Fema promove integração de projetos em parceria com a UENP

A parceria entre a UENP e a Fema surgiu após pesquisas e trabalhos na área da infância e juventude

Prestigiaram o evento o diretor da Fema, Prof. Me. Eduardo Vella, e o coordenador do curso de Direito Prof. Me. Gerson Beneli.

A Fundação Educacional do Município de Assis – Fema sediou, no último dia 23, uma reunião de trabalho com o intuito de promover a troca de experiências acadêmicas entre seus alunos e professores e os da Universidade Estadual do Norte do Paraná – UENP. Na ocasião, reuniram-se alunos e professores dos cursos de Direito e de Comunicação Social da Fema, e do curso de Letras da UENP. A reunião faz parte das ações previstas no Projeto de Extensão “Ação e Regeneração do Espaço Jovem” realizado pela UENP em parceria com outras instituições, entre elas, a Fema.

A parceria entre a UENP e a Fema surgiu após pesquisas e trabalhos na área da infância e juventude realizados em conjunto pelo Prof.
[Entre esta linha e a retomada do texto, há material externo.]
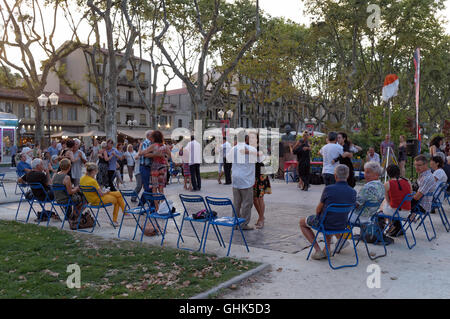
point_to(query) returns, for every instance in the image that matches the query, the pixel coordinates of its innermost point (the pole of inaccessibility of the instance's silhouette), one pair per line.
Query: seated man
(372, 156)
(23, 167)
(38, 175)
(372, 191)
(339, 193)
(427, 184)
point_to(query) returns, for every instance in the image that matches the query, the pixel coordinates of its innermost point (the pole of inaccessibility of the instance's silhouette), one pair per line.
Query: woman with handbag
(62, 197)
(261, 187)
(107, 196)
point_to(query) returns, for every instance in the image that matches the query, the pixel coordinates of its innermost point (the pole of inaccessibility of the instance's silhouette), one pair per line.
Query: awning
(65, 133)
(136, 134)
(92, 133)
(140, 134)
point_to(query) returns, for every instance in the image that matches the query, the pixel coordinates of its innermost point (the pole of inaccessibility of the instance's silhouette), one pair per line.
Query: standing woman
(261, 187)
(303, 152)
(346, 158)
(37, 153)
(435, 145)
(130, 154)
(159, 163)
(95, 151)
(402, 155)
(103, 160)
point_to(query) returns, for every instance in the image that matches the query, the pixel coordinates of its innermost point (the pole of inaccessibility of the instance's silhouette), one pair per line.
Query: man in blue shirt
(13, 150)
(339, 193)
(113, 155)
(53, 150)
(22, 167)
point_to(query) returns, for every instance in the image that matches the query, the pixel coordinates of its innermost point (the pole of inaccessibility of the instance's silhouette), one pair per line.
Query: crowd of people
(149, 165)
(339, 186)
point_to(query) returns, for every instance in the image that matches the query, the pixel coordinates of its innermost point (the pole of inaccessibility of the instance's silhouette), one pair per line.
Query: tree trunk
(39, 132)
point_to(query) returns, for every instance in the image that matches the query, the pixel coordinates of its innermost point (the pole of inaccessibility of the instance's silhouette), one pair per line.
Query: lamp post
(131, 123)
(43, 102)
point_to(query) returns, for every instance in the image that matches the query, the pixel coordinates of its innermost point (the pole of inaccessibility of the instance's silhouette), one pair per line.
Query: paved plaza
(422, 272)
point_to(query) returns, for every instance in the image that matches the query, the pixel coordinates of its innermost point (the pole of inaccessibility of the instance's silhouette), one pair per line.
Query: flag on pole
(417, 86)
(390, 87)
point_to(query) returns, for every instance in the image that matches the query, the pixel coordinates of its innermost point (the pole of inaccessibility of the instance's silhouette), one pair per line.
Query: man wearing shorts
(338, 193)
(329, 152)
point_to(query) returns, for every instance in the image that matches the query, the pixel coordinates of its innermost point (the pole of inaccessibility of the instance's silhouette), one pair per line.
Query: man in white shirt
(28, 151)
(223, 163)
(372, 156)
(329, 152)
(79, 159)
(195, 159)
(243, 156)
Dr. Thiago Alves Valente e pela Profª Drª Eliane Aparecida Galvão Ribeiro Ferreira. O projeto em questão recebe financiamento do Ministério da Educação (MEC), por meio de sua Secretaria de Ensino Superior e Pró-Reitoria de Extensão (SESu/PROEXT). Seu principal foco é o trabalho desenvolvido por uma Organização da Sociedade Civil de Interesse Público (OSCIP), o “Espaço Jovem Evolução”, responsável, em Cornélio Procópio-PR, por atender menores que cumprem medidas socioeducativas. O papel da parceria com a Universidade é a promoção de ações de diagnóstico, capacitação, elaboração de plano estratégico, bem como oficinas e atividades com as famílias dos atendidos. A proposta aprovada pela PROEXT/MEC tem como cursos basilares Letras e Direito, agregando docentes, graduandos e pós-graduandos em torno da problemática central que envolve os menores.
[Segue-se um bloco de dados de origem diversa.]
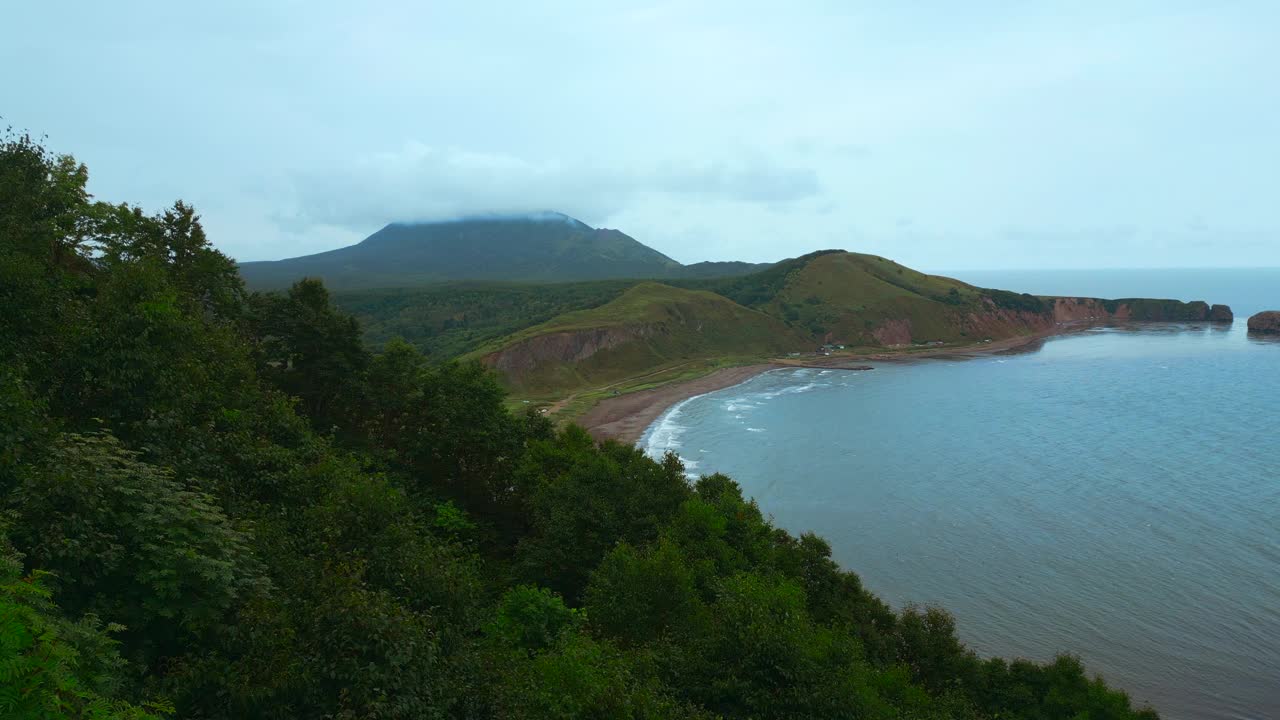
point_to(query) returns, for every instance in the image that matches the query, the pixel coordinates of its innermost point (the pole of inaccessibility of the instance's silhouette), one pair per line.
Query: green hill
(649, 327)
(543, 247)
(828, 297)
Há vários anos, a Fema tem incentivado o desenvolvimento de pesquisas científicas nas mais diversas áreas abrangidas por seus cursos de graduação. A participação dos alunos em Programas de Iniciação Científica, como PIC, PIBIC e PIBIT, tem proporcionado, ao longo do ano letivo, mais de quarenta  novas pesquisas. Além de desenvolver a vocação dentro da Instituição, a FEMA ainda tem buscado parcerias que promovam e incentivem novas pesquisas, como é o caso do trabalho conjunto com a UENP. Durante a reunião de trabalho, essa perspectiva mostrou-se aberta a um elemento que tende a se consolidar entre as políticas públicas das Universidades: o investimento em Extensão.
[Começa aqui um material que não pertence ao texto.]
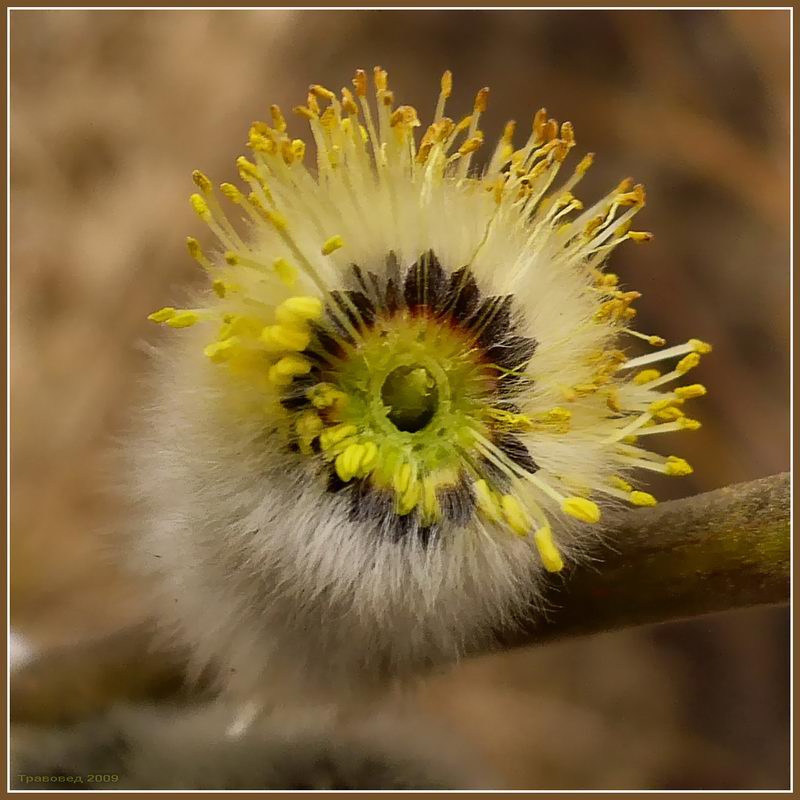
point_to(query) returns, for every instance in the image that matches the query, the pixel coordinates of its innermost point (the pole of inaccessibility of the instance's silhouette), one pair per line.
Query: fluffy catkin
(407, 396)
A Oficina realizada faz parte das ações do projeto da UENP e proporcionou espaço para apresentação de pesquisas e projetos nas áreas de Direito e Literatura.

A Oficina realizada no dia 23 faz parte das ações do projeto e proporcionou aos presentes um espaço para apresentação de pesquisas científicas e projetos extensionistas que envolvem as áreas de Direito e Literatura.

Para o Prof. Dr. Thiago, Coordenador do Projeto de extensão, é fundamental a aproximação da Universidade com a comunidade, integrando ações que promovam conhecimento acadêmico e práticas sociais.  No Projeto desenvolvido por alunos bolsistas da UENP, campus de Cornélio Procópio e de Jacarezinho, a Fema colabora com a participação dos seus professores na capacitação por meio de oficinas e encontros. Para o Coordenador, o objetivo é que esta parceria fomente novas pesquisas e núcleos de estudos interligados entre as instituições, de maneira que beneficiem os trabalhos e conhecimentos dos alunos de graduação das instituições de ensino envolvidas, fomentando projetos de Extensão de maior amplitude.

Sobre a participação dos professores da Fema no desenvolvimento do Projeto, o Professor da UENP afirmou que a Fundação oferece o que ele considera fundamental a qualquer projeto institucional, que é a valorização do docente, o conhecimento intelectual. E segundo ele, toda carga e experiência resultante disto fomenta um trabalho em rede que tem sido uma das tônicas das políticas públicas de ensino superior, nos últimos tempos.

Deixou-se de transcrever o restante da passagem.